Andrew McCabe cites Barr in bid to avoid charges

Source: Politico | September 19, 2019 | Josh Gerstein

Lawyers for the former FBI deputy director are asking whether the Justice Department is using a double standard to pursue him.

Questions are still swirling about whether former FBI Deputy Director Andrew McCabe will be indicted on charges of lying to investigators about events just before the 2016 election. But McCabe’s lawyers and others tracking the issue are zeroing in on whether the Justice Department is employing a double standard to pursue him.

The doubts stem from Attorney General William Barr’s notable public skepticism about potential obstruction of justice charges against President Donald Trump, especially after special counsel Robert Mueller concluded that there was insufficient evidence to make a case that Trump or anyone on his campaign illegally “conspired or coordinated” with Russia during the 2016 U.S. presidential race.

Barr and other Trump allies repeatedly suggested that the president couldn’t be guilty of obstruction or that such a case would be exceedingly difficult to prove unless there was some underlying crime — like accepting illegal help from the Russians.

Yet federal prosecutors have been pressing forward with a false-statement case against McCabe even without any indication that the matters he is accused of lying about — whether he’d authorized FBI personnel to talk to a Wall Street Journal reporter about an investigation into the Clinton Foundation — involved some illegality.

“DOJ simply does not bring criminal cases in these or similar circumstances,” McCabe’s legal team wrote in a recent memo arguing against his prosecution. “As Attorney General Barr noted in his March 24, 2019 letter analyzing whether the President had obstructed justice, the absence of evidence of an underlying crime is centrally relevant to whether a person had criminal intent.”

“While some of the essential elements of obstruction of justice differ from the essential elements of false statements, the Attorney General’s analysis is equally applicable here: the absence of an underlying crime, or even underlying misconduct, bears directly on whether an individual had the requisite criminal intent to make a false statement, and whether the government will be able to prove that a defendant had such criminal intent,” the memo says.

A source close to McCabe’s legal team told POLITICO that as McCabe’s lawyers tried to head off his prosecution, they raised Barr’s stance with respect to Trump both with the U.S. Attorney’s Office in Washington and with officials from Deputy Attorney General Jeffrey Rosen’s staff.
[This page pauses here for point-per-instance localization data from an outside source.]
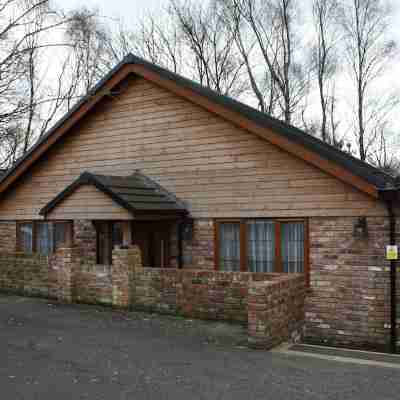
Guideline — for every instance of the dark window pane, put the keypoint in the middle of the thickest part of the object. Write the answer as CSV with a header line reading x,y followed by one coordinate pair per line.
x,y
229,246
261,245
44,238
292,244
25,237
117,234
104,255
61,234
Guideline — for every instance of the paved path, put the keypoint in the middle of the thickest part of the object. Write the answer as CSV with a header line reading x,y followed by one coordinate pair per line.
x,y
52,352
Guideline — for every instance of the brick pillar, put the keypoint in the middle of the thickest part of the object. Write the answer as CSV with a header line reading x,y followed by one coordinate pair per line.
x,y
125,261
62,265
276,311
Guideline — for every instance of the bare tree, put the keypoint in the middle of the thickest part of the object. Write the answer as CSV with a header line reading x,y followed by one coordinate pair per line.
x,y
325,59
368,50
272,23
209,46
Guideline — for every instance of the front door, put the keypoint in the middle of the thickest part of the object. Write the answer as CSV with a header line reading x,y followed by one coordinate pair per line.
x,y
153,241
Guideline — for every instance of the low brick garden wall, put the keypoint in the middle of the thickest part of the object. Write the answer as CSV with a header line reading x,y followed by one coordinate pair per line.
x,y
276,311
92,284
24,274
272,305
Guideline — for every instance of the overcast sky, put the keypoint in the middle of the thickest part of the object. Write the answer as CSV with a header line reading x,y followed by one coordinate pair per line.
x,y
130,10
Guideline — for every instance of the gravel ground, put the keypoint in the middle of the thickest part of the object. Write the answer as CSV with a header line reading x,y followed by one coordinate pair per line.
x,y
57,352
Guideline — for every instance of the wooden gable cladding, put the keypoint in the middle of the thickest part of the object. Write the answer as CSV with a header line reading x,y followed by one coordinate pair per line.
x,y
216,167
87,202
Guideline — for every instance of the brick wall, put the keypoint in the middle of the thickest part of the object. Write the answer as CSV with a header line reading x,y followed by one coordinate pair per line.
x,y
92,284
196,293
24,273
199,251
276,311
348,302
8,236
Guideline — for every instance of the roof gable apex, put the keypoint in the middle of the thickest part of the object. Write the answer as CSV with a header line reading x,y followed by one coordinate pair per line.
x,y
330,160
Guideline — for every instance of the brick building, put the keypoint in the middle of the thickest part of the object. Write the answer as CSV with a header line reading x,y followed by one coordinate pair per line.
x,y
228,207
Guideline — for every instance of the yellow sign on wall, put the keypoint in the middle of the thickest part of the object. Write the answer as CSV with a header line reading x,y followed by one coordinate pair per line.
x,y
392,253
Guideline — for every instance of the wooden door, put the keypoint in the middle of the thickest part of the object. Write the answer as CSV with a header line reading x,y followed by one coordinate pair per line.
x,y
153,241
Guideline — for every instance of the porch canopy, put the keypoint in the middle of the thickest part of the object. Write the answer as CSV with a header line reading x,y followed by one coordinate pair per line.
x,y
101,197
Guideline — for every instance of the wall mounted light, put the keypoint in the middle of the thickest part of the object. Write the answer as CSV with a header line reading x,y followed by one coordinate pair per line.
x,y
360,229
187,229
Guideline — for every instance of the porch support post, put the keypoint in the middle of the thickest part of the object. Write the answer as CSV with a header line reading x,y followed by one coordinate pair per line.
x,y
127,233
180,244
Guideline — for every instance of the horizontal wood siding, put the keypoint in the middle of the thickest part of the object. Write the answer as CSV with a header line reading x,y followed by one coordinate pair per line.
x,y
219,169
87,202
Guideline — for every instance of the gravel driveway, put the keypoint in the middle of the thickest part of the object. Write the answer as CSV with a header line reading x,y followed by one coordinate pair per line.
x,y
57,352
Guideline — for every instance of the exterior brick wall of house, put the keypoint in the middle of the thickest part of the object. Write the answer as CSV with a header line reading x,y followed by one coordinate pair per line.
x,y
348,303
198,252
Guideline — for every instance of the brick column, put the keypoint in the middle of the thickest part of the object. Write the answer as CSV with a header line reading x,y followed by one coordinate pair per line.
x,y
276,311
125,261
61,268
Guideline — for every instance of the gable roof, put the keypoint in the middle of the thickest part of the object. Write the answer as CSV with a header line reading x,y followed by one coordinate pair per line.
x,y
136,193
314,151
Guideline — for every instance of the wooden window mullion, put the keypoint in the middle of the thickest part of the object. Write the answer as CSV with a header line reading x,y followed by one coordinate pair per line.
x,y
216,245
278,248
243,246
307,251
34,233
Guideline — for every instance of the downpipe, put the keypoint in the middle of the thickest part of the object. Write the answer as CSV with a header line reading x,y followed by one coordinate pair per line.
x,y
393,282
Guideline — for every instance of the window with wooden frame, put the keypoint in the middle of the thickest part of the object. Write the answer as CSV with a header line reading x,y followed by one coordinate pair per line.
x,y
43,237
261,245
109,234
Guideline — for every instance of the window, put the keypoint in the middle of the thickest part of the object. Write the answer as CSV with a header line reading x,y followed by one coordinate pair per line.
x,y
229,250
25,237
42,237
292,245
109,234
261,245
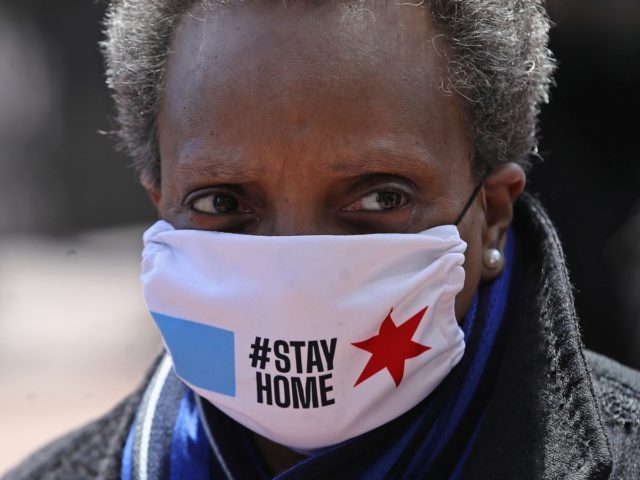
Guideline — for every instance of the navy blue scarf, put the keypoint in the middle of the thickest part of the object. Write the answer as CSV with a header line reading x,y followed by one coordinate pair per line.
x,y
178,436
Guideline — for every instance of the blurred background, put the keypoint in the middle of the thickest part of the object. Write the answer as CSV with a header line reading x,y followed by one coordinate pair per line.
x,y
74,333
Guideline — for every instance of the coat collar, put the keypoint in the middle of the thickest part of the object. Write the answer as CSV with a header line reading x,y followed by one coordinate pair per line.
x,y
542,420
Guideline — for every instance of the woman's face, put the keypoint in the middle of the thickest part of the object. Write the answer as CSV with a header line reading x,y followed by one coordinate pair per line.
x,y
294,119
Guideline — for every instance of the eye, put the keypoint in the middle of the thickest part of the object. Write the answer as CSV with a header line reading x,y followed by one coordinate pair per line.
x,y
218,204
378,202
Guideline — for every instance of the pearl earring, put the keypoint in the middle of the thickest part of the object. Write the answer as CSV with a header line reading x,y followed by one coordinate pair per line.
x,y
492,258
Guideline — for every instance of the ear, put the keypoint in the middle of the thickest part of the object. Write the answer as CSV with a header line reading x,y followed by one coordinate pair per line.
x,y
501,189
153,191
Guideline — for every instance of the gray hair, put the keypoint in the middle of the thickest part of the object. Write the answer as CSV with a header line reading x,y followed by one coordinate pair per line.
x,y
497,61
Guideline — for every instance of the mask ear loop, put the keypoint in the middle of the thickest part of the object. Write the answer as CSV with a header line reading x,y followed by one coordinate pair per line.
x,y
472,198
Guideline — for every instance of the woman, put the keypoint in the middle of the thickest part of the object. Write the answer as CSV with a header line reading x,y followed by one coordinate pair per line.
x,y
347,276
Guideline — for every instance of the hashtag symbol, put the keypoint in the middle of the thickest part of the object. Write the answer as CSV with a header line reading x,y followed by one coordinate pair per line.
x,y
260,355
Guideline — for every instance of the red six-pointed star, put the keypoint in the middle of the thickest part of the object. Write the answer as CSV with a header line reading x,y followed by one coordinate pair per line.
x,y
391,347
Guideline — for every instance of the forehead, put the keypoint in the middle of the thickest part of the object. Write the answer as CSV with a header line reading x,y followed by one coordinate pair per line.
x,y
291,70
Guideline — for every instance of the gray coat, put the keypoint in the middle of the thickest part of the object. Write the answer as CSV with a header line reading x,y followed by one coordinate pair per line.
x,y
556,411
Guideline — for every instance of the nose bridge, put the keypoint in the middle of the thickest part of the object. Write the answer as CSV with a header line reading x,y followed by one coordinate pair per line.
x,y
296,206
296,216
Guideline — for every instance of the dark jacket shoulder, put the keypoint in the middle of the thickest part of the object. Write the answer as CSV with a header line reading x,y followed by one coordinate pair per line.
x,y
618,391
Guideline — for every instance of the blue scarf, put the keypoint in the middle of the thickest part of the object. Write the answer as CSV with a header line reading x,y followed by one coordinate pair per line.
x,y
177,436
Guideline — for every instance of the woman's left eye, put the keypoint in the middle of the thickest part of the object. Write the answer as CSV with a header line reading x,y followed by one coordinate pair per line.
x,y
378,202
217,204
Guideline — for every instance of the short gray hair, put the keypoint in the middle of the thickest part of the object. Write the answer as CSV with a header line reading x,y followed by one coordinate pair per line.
x,y
496,50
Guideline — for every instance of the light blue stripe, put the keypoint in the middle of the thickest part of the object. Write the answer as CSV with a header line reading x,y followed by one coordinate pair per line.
x,y
202,355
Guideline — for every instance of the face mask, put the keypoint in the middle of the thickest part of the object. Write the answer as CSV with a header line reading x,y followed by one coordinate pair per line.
x,y
307,340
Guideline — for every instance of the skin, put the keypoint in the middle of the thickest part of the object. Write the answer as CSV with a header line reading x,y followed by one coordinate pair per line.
x,y
290,119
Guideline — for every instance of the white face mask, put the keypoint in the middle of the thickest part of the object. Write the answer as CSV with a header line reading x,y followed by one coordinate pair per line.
x,y
307,340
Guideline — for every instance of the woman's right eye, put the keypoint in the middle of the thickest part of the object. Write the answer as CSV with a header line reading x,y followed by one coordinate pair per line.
x,y
218,204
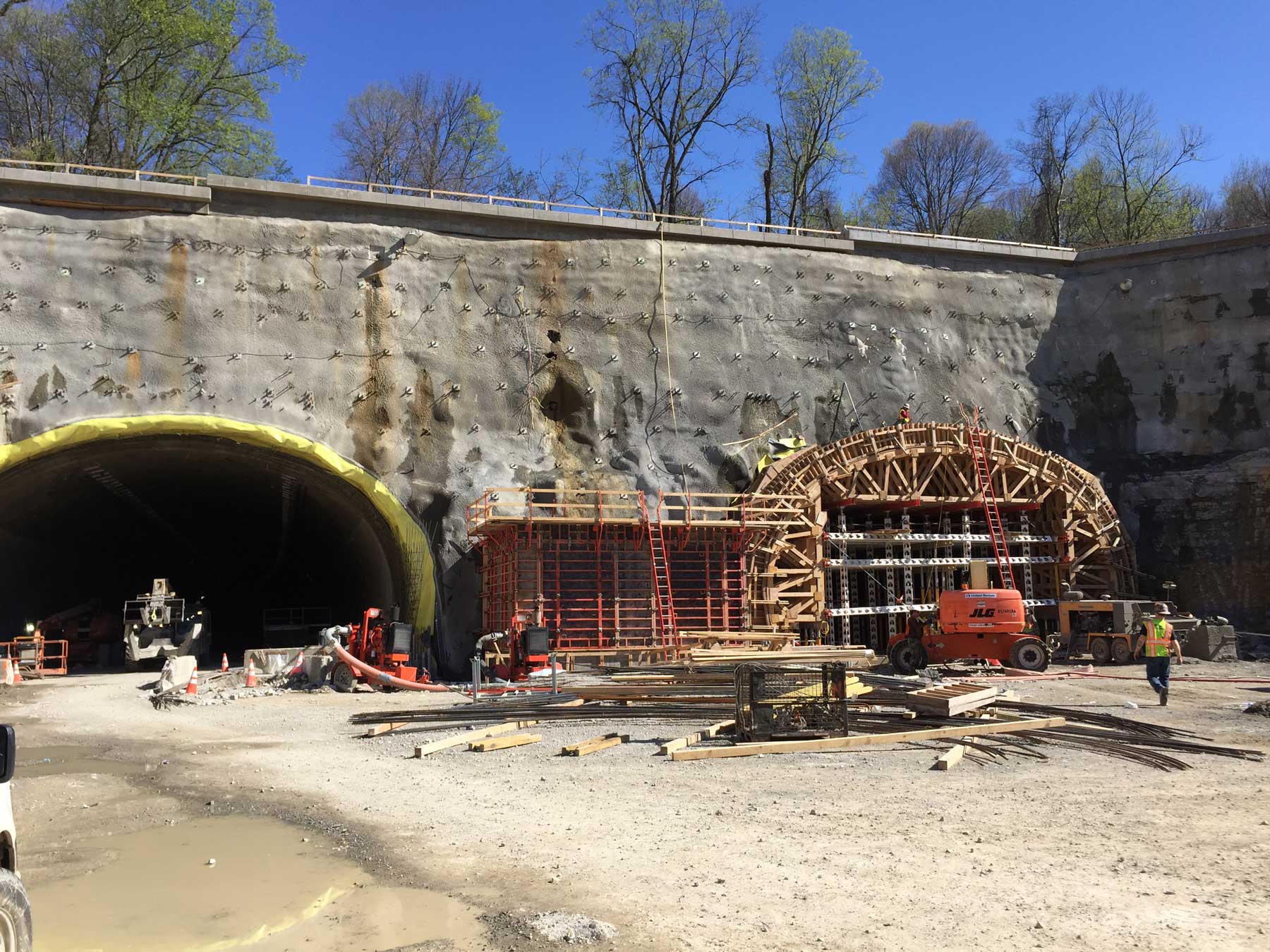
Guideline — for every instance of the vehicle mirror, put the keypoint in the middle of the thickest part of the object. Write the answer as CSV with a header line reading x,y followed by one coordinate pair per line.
x,y
8,752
Those officials remained poker-faced in response to the argument, the source said.

“There was no response. No sign of traction of any kind,” the source said.

McCabe’s legal team, headed up by former Justice Department Inspector General Michael Bromwich, did eventually hear back from both the U.S. Attorney’s Office and Rosen’s office that the pleas were unsuccessful and that plans to charge McCabe were going forward.

Where those plans stand at the moment remains a bit murky after signs that the case was set to be presented to a grand jury for indictment last week. Officials won’t comment on the status of the case. McCabe’s attorneys say they’ve inquired but gotten no updates.

Nevertheless, some legal experts say McCabe’s lawyers’ argument about Barr’s earlier stance in the Trump-Russia probe has merit and deserves serious consideration by the Justice Department.